El Loco Gatti y la Raulito

La película sostiene un genuino testimonio de machismo y de violencia, ya que fue grabada a cámara oculta, de modo de fidelizar las reacciones de la gente. El cambio de apariencia en la actriz fue fundamental, claro, para evitar que la reconocieran durante el rodaje. Tanto el aspecto como el mensaje mantenían una energía transgresora que provocaba al contexto de aquel entonces.

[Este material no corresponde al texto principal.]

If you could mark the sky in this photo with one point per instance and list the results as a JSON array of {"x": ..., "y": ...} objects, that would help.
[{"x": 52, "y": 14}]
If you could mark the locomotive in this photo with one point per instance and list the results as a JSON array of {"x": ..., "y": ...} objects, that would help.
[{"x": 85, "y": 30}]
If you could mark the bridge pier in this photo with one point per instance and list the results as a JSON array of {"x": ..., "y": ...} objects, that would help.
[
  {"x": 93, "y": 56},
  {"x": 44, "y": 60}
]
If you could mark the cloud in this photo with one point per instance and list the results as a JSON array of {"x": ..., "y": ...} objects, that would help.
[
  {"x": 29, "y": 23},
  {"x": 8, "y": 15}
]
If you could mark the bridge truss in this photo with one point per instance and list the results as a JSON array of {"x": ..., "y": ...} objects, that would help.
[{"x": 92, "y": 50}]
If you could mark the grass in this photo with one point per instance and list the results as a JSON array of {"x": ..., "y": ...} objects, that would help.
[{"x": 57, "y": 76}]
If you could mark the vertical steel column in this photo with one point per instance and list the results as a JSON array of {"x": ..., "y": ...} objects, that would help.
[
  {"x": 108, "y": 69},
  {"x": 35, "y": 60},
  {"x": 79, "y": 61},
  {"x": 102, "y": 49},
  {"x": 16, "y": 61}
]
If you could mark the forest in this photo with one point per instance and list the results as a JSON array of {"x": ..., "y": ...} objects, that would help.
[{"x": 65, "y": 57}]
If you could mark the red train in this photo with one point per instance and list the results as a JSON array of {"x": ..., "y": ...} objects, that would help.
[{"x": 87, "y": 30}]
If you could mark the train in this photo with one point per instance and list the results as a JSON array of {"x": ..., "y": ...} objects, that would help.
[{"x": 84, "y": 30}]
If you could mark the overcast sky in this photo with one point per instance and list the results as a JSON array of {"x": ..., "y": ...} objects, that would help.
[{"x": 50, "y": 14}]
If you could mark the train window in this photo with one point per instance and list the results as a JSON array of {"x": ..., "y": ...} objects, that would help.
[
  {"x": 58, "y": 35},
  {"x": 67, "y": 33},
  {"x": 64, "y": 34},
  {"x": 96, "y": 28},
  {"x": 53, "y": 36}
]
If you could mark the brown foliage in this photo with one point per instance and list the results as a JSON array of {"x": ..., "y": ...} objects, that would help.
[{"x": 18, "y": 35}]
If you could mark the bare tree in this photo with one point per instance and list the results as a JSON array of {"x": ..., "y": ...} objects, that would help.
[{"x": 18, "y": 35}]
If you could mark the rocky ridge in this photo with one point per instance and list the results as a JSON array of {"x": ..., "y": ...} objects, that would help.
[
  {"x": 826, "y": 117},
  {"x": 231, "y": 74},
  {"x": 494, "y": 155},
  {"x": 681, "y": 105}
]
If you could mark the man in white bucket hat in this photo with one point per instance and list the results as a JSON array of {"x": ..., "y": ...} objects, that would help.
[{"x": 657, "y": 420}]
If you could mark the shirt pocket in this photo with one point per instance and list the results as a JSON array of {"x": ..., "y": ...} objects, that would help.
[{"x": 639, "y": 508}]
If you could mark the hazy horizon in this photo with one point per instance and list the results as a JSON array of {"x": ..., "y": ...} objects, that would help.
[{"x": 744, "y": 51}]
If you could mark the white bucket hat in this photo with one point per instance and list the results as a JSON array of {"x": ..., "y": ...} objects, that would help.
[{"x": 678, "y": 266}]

Pero esa transformación en pos de la construcción del personaje se transformó en un padecimiento. “Era el año 74 y la violencia en las calles daba mucho miedo. Recibí muchas agresiones durante las grabaciones. Un taxista me pegó una trompada porque le cerré mal la puerta. Mientras esperaba sentada en el umbral de un negocio durante un descanso, un kiosquero me pegó una patada gritándome ‘rajá, roñoso’. Cuando filmé la huida de Tribunales, me persiguió un hombre con un revólver gritándome: ‘¡Pará o te tiro!’ Y yo tenía que correr hasta la entrada del subterráneo y no podía parar la toma. ¡Fue aterrador! Me habían amenazado de muerte y así filmé, con cámara escondida y andando por todos lados. Hoy no pasa eso, gracias a Dios”.

El Hospital Rawson fue el único asilo donde la Raulito permaneció a gusto hasta sus últimos días. De allí solo salía para ir a la Bombonera cuando jugaba Boca y algún que otro día en la semana para pasar a saludar. “En los últimos tiempos recién logró encontrar una ‘mamita’ que la esperara en el hogar Rawson con la comida tapada con un plato y su camita abierta. Daba gusto verlas. ¡Tanta ternura!”, relata Marilina.

El 30 de abril de 2008, por una descompensación generalizada según el informe forense, se escapó una vez más. Esta vez, para fugarse de un mundo que, a los golpes, le hizo creer durante 74 largos años, que “a un varón, se le tiene más respeto que a una chica”. Por eso, explica Marilina Ross, la Raulito se intentaba camuflar para eludir las piedras del camino. “Se vestía de varón para poder defenderse, para escabullirse y que no la volvieran a agarrar. Tenía una calidez total. Era adorable. Cuando murió fue muy duro. Mi madre me llamó para darme ánimo. Recuerdo que la habían vestido con mortaja de tules y bordados. Pero yo pedí que la vistieran de Boca y así se fue”.